Wednesday, 15 May 2013

Ugly gold chart, US dollar breaking out?

The gold chart looks quite nasty at the moment, like a waterfall decline is about to happen. Is it darkest before the dawn as they say? No, it's darkest at midnight, I would think.

The US dollar is having a little surge right now and is right in the teeth of a breakout to the upside, confounding various pundits who have been saying that it is rolling over. No way. These charts were done yesterday and today it looks even more like a breakout with a nice up candle including yesterday's close in the USDX.
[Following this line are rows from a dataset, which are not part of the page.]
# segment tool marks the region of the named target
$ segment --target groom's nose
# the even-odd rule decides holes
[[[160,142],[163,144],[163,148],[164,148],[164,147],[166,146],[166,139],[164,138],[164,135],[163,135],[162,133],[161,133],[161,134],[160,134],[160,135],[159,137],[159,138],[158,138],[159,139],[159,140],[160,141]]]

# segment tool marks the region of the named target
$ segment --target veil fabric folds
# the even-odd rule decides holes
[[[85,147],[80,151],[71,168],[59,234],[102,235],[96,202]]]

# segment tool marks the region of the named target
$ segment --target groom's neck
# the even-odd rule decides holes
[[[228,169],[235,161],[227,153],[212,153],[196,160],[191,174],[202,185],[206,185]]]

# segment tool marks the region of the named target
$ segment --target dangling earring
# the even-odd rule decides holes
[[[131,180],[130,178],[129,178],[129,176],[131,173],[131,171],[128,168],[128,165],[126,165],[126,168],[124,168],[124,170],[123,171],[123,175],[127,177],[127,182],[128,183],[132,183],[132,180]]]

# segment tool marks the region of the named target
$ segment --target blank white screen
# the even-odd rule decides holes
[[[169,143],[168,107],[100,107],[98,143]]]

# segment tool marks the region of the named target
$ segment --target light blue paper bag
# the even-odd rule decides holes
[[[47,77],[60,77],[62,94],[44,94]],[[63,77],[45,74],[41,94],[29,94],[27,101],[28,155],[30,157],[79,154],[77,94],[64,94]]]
I am fascinated that the old inverted Head and Shoulders from 2011 still appears to be in play. The USDX measured move would be approximately 9 points, so the target would be about 90.0 on the USDX. At present, the price is above the inverted H&S neckline and has just now closed above the resistance line at 83.6:
 



A similar situation was also true for gold that had a huge H&S with the top at $1920 and a target of about $1300 that seemed to be negated by the late 2012 rally to $1800 but then came back into play and the price crashed to $1300 in April 2013.

I am wondering if this is true for H&S patterns in general, somethimes they appear come back into play even when there is an apparent failure of the pattern in the short term. Note the multiple tests of the blue neckline in the USDX weekly chart above, as well as tests of the resistance at around 83.6 shown by the black line.
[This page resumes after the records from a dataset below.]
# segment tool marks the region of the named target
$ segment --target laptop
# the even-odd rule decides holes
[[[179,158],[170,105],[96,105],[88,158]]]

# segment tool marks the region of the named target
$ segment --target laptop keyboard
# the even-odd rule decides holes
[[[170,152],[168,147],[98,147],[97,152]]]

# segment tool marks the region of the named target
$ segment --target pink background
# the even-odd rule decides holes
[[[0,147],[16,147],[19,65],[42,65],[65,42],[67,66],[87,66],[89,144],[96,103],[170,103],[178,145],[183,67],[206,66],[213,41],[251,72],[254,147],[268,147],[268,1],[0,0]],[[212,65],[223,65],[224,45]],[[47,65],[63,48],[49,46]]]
Gold chart for comparison, not nice. Note that the price today is now about $1410 after another drop and the USDX is now at 83.82 this morning (15 May 2013). $410 for gold is below the resistance at $1430 that was key resistance in late 2010 in the quadruple top around that time (that topping zone was from about 1380-1430). gold is also hugging (but slightly below) the 200-week moving average.

I am beginning to think that gold 'should' have topped at $1430 in late 2010 for much longer but it had a bubble like move to $1920 instead and that is now being wiped out. Next key support to the downside would be at $1309 from early 2011. This was the equivalent of silver's hitting $26 in early 2011 on a correction - and silver is now well below that, although the two are not always in lock step.